It’s a fascinating idea—and countries like Australia and New Zealand can teach us a lot, as they are well ahead of us in this area. I look forward with anticipation to learning more about the plan’s feasibility and possible implementation, and to other states’ interest in pursuing the concept.

However, Oregon is far from alone in pushing for transformational change.

From 2009 to 2011, Montana had a seven percentage point rise in graduation rates at the state’s public, two-year colleges, and a two percentage point increase at their public, four-year colleges.

So, state policy—what SHEEOs do—matters. Montana froze tuition at almost every institution for the last six years. And with support from the legislature, the MUS system dramatically expanded the availability of distance learning.

More than 10,000 students in Montana are now enrolled in at least one distance learning course, and Montana universities and colleges now offer more than 90 online degrees.

In Maryland, the University of Maryland’s Efficiency and Effectiveness Initiative is another great example of successfully breaking out of the Iron Triangle.

Since its launch in 2004, Maryland’s initiative has saved more than $250 million yet held in-state tuition flat from 2006 through 2009. At the same time that baseline operating costs were cut three percent, the University of Maryland system is educating six percent more students.

Just as impressive, four-year graduation rates are at an historic high, as are community college transfer rates. Maryland is also using technology to bring down the cost of some introductory-level classes and increase pass rates at the same time.

Other states, like Georgia, are making great headway in increasing access and college completion for underserved students. Since 2002, the University System of Georgia’s African American Male Initiative has boosted black male enrollment by more than 80 percent. And it’s not just enrollment that is up. During the same time period, the six-year graduation rate rose 11 percentage points, from 29 percent to 40 percent.

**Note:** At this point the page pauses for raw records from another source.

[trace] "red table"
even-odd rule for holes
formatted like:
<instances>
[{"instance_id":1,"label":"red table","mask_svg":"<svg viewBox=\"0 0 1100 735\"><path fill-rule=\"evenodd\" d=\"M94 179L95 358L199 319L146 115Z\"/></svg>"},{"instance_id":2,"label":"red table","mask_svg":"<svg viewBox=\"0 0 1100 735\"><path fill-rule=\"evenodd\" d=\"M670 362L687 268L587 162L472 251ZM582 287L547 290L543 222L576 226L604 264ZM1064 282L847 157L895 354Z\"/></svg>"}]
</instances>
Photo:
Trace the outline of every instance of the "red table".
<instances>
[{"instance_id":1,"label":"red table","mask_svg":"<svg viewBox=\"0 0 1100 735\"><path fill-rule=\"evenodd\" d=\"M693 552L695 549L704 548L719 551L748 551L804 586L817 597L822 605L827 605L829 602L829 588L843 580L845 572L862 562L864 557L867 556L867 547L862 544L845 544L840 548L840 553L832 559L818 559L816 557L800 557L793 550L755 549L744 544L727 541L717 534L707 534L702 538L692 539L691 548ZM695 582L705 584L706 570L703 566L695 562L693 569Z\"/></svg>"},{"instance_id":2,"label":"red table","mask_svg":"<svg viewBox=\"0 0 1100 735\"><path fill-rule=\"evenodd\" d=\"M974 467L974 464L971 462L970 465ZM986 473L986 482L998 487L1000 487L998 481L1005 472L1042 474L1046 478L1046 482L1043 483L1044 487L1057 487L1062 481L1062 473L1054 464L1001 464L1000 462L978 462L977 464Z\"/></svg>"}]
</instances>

And perhaps most gratifying, the number of bachelor’s degrees conferred annually on black males has jumped almost 60 percent, from about 1,300 black males who earned their BA in 2003 to more than 2,000 who did so in 2011.

Even during the Great Recession, the USG system dramatically increased enrollment by almost a third, enrolling an additional 7,600 black males from 2008 to 2011. Obviously, there is still a long way to go here. But this is real, meaningful progress.

There are so many other examples of state higher education leaders thinking outside the box today, from Indiana’s 21st Century Scholars Program to Louisville’s county-wide 55,000 Degrees program.

Yet the two ingredients these innovative programs share are public-private partnerships that cross traditional silos, and leaders who seek to transform and elevate higher education—rather than tinker at the margins of the existing system.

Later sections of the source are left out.